Evaluation of prostate cancer patients with suspected bone metastases has not changed in several decades. Technetium-99m bone scintigraphy (bone scans), with or without plain radiographs of equivocal areas, remains the standard of care for assessment. However, bone scans are inherently problematic, as this imaging modality has relatively poor specificity for identifying metastatic disease, and additional studies often are required to rule out metastases.

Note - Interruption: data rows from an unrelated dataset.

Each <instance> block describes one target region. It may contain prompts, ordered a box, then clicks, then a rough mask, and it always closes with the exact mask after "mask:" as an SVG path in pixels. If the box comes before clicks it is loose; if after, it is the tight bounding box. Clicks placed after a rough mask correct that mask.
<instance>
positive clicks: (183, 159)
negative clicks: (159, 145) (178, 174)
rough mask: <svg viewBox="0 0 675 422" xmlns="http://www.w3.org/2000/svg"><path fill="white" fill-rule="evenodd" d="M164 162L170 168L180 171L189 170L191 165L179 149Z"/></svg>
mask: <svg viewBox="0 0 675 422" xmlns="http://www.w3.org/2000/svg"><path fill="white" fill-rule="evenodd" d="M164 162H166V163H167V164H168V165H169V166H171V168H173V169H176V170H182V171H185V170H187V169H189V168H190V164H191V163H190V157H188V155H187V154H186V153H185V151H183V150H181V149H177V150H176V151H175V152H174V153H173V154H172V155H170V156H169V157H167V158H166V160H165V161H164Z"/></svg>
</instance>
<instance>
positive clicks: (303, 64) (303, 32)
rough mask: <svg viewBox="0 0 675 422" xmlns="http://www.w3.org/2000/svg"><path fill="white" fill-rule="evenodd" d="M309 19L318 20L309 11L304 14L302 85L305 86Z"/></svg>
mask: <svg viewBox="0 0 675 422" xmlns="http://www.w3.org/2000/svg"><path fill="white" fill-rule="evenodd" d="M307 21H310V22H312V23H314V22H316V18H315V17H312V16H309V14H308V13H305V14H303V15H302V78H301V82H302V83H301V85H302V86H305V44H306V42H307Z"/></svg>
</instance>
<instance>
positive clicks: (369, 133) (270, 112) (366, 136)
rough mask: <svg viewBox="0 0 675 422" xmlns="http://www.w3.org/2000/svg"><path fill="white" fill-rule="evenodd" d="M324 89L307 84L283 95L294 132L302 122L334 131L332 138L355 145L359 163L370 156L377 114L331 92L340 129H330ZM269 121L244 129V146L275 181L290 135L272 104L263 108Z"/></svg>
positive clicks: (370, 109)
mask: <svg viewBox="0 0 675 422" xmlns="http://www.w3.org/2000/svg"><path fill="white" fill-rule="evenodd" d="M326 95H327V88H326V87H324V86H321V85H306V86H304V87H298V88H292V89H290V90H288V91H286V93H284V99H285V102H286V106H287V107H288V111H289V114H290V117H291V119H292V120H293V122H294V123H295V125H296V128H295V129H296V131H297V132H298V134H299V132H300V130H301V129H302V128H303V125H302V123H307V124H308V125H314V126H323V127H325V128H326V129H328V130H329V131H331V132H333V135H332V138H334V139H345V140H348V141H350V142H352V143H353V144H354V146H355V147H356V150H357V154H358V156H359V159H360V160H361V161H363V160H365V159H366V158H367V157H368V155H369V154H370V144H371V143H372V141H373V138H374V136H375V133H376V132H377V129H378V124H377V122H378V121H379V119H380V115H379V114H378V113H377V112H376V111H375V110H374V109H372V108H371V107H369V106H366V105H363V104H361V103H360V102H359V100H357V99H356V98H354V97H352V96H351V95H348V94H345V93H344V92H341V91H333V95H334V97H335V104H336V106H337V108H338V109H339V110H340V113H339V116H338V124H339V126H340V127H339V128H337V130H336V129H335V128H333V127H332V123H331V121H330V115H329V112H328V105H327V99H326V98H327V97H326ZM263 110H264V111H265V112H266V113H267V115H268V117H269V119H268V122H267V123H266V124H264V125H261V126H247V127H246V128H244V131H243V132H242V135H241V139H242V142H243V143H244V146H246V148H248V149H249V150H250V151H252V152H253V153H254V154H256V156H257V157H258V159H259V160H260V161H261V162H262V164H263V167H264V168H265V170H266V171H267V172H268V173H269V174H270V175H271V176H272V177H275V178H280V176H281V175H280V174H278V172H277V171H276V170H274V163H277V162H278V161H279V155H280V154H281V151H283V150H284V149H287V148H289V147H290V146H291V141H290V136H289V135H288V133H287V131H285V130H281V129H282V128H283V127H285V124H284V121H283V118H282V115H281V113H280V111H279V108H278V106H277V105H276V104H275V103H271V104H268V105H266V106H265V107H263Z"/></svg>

A group from Belgium performed a prospective evaluation of magnetic resonance imaging (MRI) of the axial skeleton as a single-step detection method versus multistep detection with bone scans plus follow-up modalities. They enrolled 66 asymptomatic high-risk patients with prostate cancer: 26 (39%) had locally advanced disease (Gleason score ≥8 and prostate-specific antigen [PSA] level ≥20), 12 (18%) had rising PSA levels less than 3 years after radical prostatectomy and PSA doubling times (DT) of less than 12 months, and 28 (42%) had PSA DT of less than 12 months in the castrate setting.

All patients underwent MRI and standard bone scans. After analysis of bone-scan results (and without knowledge of the MRI findings), clinicians requested supplemental plain radiographs and MRI images for 37 and 17 patients, respectively, to clarify results. In lieu of attempting bone biopsies for confirming metastases, the investigators used computed tomography (CT) correlation of the MRI findings and 6-month follow-up as the standard.

Forty-one patients (62%) were deemed to have metastatic disease by CT correlation and follow-up. MRI studies correctly identified metastatic disease in all 41 patients, including 7 whose bone scans and supplemental plain radiographs showed no evidence of metastases. In total, MRI identified 15 patients (23%) whose bone-scan and plain-radiograph results were considered negative or equivocal. Although 16 of 41 patients with metastases had lesions in areas not included in MRI evaluations, all of these patients also had involvement of the spine and pelvis, which was detected by MRI. This MRI strategy was cost-effective in Belgium (where costs for MRI are relatively low); however, MRI would not be cost-effective in the U.S. or France (where costs and reimbursement are higher).

Comment: Unquestionably, we need tests that are more specific for bone metastases in high-risk patients with prostate cancer; nevertheless, this issue is double edged. At autopsy, more than 90% of prostate cancer patients have bone metastases. Our current clinical practice with regard to providing local curative-intent therapies and systemic management has been developed around the less-than-perfect ability of bone scans and plain radiographs to detect bone metastases. For example, excluding high-risk patients from undergoing curative-intent local therapy simply because metastases are detected with imaging that is more sensitive and "specific" should be prospectively evaluated prior to widespread adoption. Ultimately, of course, the cost of MRI in the U.S. will hinder implementation of its use, even when we determine its proper role.

Robert Dreicer, MD, MS, FACP

Published in Journal Watch Oncology and Hematology August 21, 2007

Citation(s):

Lecouvet FE et al. Magnetic resonance imaging of the axial skeleton for detecting bone metastases in patients with high-risk prostate cancer: Diagnostic and cost-effectiveness and comparison with current detection strategies. J Clin Oncol 2007 Aug 1; 25:3281-7.